Al otro lado del viento (2018), de Orson Welles / Me amarán cuando esté muerto (2018), de Morgan Neville
La verdad y la mentira, el triunfo y el fracaso, la genialidad y la dispersión, la luz y el ocaso, siempre estuvieron presentes en la carrera de Orson Welles. En sus películas, y en sí mismo. Cuando falleció en 1985, los proyectos inconclusos se acumulaban. Uno de ellos, Al otro lado del viento, filmado entre 1970 y 1976 en momentos discontinuos, fue finalizado por una parte del equipo original en 2018. Una obra de vanguardia, experimental, volcánica y críptica. Una película dentro de una película acerca del último día de vida de un viejo director de Hollywood que intenta atraer inversores para poder finalizar su obra testamentaria. A ese director lo interpretó su amigo John Huston. En realidad, es un espejo de sí mismo, un falso documental montado a golpe de hacha, que por momentos deslumbra y a veces importuna, pero que siempre estimula. Como acompañante del montaje final, el documental Me amarán cuando esté muerto (frase a modo de leyenda urbana que pudo o no decir Welles en vida) analiza el proceso de elaboración final de Al otro lado del viento, y reflexiona sobre la figura y el arte de Welles, genio de los accidentes.

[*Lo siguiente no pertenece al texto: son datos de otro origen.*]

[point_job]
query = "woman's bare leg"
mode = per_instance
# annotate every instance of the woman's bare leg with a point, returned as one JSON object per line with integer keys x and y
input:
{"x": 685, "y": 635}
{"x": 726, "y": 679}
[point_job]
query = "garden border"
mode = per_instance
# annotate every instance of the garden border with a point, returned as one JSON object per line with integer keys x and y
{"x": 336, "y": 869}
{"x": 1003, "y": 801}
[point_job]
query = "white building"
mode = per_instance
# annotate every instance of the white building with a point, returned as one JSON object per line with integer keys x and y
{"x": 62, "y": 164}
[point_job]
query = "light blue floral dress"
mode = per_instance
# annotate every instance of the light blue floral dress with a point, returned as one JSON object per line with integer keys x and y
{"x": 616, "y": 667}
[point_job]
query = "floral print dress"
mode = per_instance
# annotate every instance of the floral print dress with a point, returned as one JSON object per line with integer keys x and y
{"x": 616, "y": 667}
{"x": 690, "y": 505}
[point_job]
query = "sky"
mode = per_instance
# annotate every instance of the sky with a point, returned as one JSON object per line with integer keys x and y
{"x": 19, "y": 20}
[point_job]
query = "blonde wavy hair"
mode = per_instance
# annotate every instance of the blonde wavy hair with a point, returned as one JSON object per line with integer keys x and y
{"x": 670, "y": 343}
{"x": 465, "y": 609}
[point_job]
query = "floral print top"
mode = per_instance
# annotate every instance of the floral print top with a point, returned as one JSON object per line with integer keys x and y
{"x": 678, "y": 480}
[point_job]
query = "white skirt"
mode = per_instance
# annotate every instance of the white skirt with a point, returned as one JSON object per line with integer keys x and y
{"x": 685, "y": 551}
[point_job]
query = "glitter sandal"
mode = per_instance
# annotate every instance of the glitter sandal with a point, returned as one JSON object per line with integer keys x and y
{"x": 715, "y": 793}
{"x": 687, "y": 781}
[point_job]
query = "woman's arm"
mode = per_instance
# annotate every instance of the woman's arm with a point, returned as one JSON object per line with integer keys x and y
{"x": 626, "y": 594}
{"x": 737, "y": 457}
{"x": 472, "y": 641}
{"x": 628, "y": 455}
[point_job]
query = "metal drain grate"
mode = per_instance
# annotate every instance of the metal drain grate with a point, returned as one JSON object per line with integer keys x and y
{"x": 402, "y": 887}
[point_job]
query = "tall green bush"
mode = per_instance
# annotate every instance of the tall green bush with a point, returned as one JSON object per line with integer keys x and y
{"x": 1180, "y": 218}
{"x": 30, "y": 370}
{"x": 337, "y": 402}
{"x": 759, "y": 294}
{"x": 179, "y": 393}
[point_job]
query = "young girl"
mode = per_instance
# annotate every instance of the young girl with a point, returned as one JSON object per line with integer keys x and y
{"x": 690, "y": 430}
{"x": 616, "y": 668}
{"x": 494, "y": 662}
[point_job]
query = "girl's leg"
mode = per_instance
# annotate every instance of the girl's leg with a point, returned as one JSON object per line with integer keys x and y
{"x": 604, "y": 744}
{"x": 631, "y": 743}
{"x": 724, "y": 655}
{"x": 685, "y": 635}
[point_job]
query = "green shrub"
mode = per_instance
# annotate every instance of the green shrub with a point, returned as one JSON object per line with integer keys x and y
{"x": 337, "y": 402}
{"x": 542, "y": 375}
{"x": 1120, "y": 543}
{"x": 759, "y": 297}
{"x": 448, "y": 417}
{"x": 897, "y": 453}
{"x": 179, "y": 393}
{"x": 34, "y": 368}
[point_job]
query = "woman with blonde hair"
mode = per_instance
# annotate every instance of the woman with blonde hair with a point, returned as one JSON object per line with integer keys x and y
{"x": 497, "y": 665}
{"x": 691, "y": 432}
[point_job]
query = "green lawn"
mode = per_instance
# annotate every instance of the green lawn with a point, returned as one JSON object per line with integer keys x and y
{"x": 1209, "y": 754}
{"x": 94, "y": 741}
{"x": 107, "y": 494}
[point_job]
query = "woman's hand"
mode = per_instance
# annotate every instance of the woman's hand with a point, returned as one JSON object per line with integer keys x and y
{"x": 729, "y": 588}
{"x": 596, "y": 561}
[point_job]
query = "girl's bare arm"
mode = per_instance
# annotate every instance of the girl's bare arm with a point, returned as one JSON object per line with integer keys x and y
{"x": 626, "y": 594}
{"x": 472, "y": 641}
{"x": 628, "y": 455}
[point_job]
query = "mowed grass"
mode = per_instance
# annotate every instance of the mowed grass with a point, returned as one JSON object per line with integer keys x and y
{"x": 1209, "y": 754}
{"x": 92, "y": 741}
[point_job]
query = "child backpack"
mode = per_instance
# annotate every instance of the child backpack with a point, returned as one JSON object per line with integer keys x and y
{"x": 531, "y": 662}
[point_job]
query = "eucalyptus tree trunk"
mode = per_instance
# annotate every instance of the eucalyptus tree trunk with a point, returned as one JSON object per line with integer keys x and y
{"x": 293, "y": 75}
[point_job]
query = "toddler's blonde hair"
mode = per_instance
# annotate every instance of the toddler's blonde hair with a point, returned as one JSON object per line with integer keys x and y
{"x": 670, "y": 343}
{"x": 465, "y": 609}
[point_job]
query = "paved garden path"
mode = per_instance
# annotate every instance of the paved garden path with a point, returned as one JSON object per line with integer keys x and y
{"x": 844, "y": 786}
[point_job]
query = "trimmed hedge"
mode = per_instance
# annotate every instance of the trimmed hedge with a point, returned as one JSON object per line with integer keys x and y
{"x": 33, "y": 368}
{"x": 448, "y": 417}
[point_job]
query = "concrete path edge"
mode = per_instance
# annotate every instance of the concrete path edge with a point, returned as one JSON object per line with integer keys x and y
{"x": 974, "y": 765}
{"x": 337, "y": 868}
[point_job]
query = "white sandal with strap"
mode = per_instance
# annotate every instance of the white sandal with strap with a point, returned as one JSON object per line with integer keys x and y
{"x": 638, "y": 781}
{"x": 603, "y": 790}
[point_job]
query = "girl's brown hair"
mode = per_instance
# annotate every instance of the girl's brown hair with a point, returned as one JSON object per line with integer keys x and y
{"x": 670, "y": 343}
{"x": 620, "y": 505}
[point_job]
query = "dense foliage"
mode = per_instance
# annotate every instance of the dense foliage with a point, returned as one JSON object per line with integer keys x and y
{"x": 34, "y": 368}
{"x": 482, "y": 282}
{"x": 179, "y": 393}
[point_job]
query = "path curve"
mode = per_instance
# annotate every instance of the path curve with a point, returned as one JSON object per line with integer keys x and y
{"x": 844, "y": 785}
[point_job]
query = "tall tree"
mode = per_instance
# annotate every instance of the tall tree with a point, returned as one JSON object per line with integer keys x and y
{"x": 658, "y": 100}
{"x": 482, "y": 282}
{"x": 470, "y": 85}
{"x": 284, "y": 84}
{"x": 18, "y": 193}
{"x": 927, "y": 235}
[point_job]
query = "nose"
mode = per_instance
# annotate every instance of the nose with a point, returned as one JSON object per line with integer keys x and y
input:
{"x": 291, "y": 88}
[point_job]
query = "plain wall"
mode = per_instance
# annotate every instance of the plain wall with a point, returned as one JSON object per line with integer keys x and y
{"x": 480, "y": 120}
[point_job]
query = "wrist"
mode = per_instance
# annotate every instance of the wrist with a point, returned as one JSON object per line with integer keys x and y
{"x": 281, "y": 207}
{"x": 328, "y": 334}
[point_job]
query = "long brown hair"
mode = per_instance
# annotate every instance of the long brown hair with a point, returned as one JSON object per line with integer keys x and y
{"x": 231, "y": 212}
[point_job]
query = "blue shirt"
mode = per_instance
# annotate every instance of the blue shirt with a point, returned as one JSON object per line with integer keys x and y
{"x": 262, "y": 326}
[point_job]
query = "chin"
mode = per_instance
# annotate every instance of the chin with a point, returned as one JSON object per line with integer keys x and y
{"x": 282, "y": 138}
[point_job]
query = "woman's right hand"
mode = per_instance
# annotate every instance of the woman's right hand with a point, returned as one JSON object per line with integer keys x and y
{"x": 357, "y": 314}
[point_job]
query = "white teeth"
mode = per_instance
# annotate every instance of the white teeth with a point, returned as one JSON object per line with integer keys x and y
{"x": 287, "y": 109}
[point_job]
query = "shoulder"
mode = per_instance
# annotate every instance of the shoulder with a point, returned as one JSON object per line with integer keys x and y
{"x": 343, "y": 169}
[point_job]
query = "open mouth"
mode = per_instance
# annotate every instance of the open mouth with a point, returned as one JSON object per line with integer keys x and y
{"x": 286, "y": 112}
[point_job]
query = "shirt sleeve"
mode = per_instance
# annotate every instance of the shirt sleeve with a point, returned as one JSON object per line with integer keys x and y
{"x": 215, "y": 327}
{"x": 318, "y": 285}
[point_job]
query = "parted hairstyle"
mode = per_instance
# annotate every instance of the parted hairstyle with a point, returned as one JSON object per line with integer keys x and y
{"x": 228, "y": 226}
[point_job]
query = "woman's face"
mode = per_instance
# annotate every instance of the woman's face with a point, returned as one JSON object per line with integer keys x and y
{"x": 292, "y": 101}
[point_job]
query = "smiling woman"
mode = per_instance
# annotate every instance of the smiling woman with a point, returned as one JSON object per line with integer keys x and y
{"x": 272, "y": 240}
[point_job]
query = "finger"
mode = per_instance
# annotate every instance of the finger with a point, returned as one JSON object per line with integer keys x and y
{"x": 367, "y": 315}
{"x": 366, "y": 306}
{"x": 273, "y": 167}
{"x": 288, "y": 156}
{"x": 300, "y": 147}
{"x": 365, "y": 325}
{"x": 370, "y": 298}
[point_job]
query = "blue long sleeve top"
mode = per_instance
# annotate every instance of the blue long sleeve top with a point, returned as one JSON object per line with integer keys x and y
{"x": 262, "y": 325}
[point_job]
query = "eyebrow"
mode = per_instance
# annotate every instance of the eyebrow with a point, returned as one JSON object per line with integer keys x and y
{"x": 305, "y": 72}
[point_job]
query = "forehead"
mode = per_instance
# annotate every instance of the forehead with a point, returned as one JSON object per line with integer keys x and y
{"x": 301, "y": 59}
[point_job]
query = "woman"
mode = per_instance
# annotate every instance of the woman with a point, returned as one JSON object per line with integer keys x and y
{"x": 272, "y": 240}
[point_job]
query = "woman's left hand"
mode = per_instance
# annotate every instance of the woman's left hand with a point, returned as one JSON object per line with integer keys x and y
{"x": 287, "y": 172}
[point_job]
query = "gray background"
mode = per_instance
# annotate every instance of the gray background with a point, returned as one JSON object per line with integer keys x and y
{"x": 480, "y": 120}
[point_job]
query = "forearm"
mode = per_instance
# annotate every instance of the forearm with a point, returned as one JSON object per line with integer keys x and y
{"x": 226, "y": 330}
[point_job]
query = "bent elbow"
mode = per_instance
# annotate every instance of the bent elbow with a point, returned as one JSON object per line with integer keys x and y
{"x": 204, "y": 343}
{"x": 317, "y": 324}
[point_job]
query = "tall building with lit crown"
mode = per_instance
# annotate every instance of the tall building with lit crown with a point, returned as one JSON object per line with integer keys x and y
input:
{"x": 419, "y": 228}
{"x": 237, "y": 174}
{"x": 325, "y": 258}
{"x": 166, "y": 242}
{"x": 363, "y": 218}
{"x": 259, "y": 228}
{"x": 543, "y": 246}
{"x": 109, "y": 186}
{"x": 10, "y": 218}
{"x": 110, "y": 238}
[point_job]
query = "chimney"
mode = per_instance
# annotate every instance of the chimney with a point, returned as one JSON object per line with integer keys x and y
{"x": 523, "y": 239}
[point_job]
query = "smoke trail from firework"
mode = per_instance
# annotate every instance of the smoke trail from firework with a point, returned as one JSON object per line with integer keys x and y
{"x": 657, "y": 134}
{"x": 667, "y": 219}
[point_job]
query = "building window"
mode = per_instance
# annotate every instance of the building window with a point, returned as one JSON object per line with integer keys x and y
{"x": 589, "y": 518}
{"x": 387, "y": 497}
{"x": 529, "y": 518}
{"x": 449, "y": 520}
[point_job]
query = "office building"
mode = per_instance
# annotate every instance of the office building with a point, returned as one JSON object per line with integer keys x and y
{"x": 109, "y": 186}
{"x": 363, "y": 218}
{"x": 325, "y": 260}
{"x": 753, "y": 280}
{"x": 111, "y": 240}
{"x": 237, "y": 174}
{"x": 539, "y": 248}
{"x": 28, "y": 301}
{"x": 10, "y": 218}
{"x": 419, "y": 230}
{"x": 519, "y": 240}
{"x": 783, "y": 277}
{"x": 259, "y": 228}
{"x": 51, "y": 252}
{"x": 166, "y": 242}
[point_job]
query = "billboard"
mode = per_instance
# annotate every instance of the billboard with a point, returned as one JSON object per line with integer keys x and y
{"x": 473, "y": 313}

The Gentle Gunman (1952), Basil Dearden
Uno de los primeros acercamientos frontales al conflicto irlandés y al terrorismo del IRA. La película comienza con una soberbia secuencia de suspense en una estación de metro atestada de gente, y ya no te suelta. Ambientada en medio de la Segunda Guerra Mundial, cuando los ingleses bastante tenían con que no les invadieran los nazis, The Gentle Gunman hace referencia ya desde su título al desencantado protagonista, interpretado por John Mills: “Mi problema no es la cobardía. Cuesta reconocer que te equivocas y condenar todas tus creencias. Cuesta dar la espalda a tus amigos y camaradas. Hay mejores formas de servir a la patria que morir por ella”. Por el contrario, su hermano pequeño (Dirk Bogarde), que lo idolatra, no está tan dispuesto a abandonar la violencia y los atentados. Una bella carta cinematográfica de intenciones políticas equidistantes en un territorio polarizado, con una espectacular fotografía de Gordon Dines de los paisajes irlandeses y de los claroscuros en los interiores. Y una sentencia rotunda, no por casualidad en boca de una madre: “¿No crees que el mundo acabará vomitando sangre con los cadáveres de los jóvenes muertos?”.